On a frosty evening in early December 1964, Gov. Orval E. Faubus threw a party at the Governor's Mansion for reporters who had covered the recent election, in which he had defeated Winthrop Rockefeller to win his sixth and final term.

Although he had his favorites among reporters, notably at the Arkansas Democrat and the Associated Press, Faubus never catered much to the media, and this strange little fete for perhaps a dozen newsmen was puzzling to all of us. We scarfed up snacks prepared by Liza Ashley, sipped Baptist beverages, watched a tiresome slide show on the election by a Pine Bluff Commercial reporter and listened to Faubus reminisce about the election and his life.

Defeating Rockefeller, it was clear, meant to Faubus something quite different from the common perception. Rockefeller was a liberal who was impelled into politics by his rage at Faubus' vain effort to thwart school desegregation, and the old rabble-rouser who had sent the soldiers to keep nine black children out of classes at Central High School trounced him.

For Faubus, though, the election was not a vindication of his racial politics but of almost the opposite. An honest Ozark plowboy had bested the playboy scion of the Standard Oil Trust, which had fixed the exorbitant price of a dime a gallon for the kerosene that poor families like the Faubuses had used to light their humble cabins at Greasy Creek. It was the most satisfying election of his life and no one seemed to appreciate what he had done. He had repaid the malefactors of great wealth if only symbolically.

That also was the way that Faubus would rationalize all his misdeeds and justify the havoc he had wrought on his state.

As the scruffy newsmen were dispersing on this evening, Faubus asked the two Arkansas Gazette reporters, Roy Reed and I, to hang back and sit awhile in the living room. He assumed that we were simpatico with the liberal bent of the paper's editorial page and he launched into a lecture on 20th century progressivism. Faubus had taken of late to identifying with Lyndon Johnson's early Great Society reforms. He ventured that the most influential men of the century were the Socialist candidates for president, Norman Thomas and Eugene V. Debs. It was as tribute to the latter that his leftist daddy, Sam, had bestowed on him his middle name, Eugene. Debs, he said, had fathered all the ideas that became the New Deal: Social Security, workers compensation and the like.

Faubus recounted his own reforms in a benighted state, including public employee pensions, school aid, mental health reform, liberalized welfare and his early efforts to bring blacks into the political process. He boasted that he was more liberal than the so-called New South governors like Leroy Collins of Florida and Terry Sanford of North Carolina whom the media loved to extol.

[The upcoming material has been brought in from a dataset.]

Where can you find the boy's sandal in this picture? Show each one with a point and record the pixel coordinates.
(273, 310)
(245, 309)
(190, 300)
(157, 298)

“But governor,” Roy interjected, “how do you square that with. ...”

“Ah, 1957,” Faubus said. “I knew you were going to say that.”

“In politics,” he said, “you trim your sails to the winds.” You cannot achieve things for the people unless you hold office. In September 1957, he said, he had only one way to be re-elected in 1958 and keep progress going and that was to try to stop integration at Little Rock even if he knew it would fail. If he had not, he said, he would have been beaten in 1958 by Attorney General Bruce Bennett, the silver-haired Claghorn from El Dorado. Bennett would make a lame race for governor in 1960, making a big issue of a photographed Faubus handshake with Daisy Bates, and again in 1968.

“Who,” he asked, “would you rather have been governor the last six years, me or Bruce Bennett?”

I recall that we chorused that it would be he, naturally.

It was not an argument that he could make publicly. Publicly, he had maintained that he called out the Guardsmen not for political cover but to preserve peace and safety, a ruse that the Arkansas Democrat-Gazette continues to protect today. But the story he told us may have given him private succor from the torment of his life, the inescapable judgment of history.

Many years later he told me that he thought history should accord him a better place in the civil rights struggle. He had forced a timid President Eisenhower to shoulder the federal government's responsibility to enforce the Constitution and the orders of the federal court and thus set the course for compliance with the law throughout the South.

To claim the mantle of civil rights hero when you have stirred the coals of racial bigotry like no one in the state's history seems like rank hypocrisy. But that leap is never hard to make.

Even today, much of the city's leadership along with the surviving daily paper, which employs the most visceral rhetoric ever seen in school politics, decries the first black majority on the School Board, which it describes with the racially loaded word “gang.” The schools can be saved, the paper said last week, only if the white candidate for one of the black seats wins and “keeps hope alive.”

The paper accuses the African-American board members of racism! The mind of Orval Faubus did not perish with him.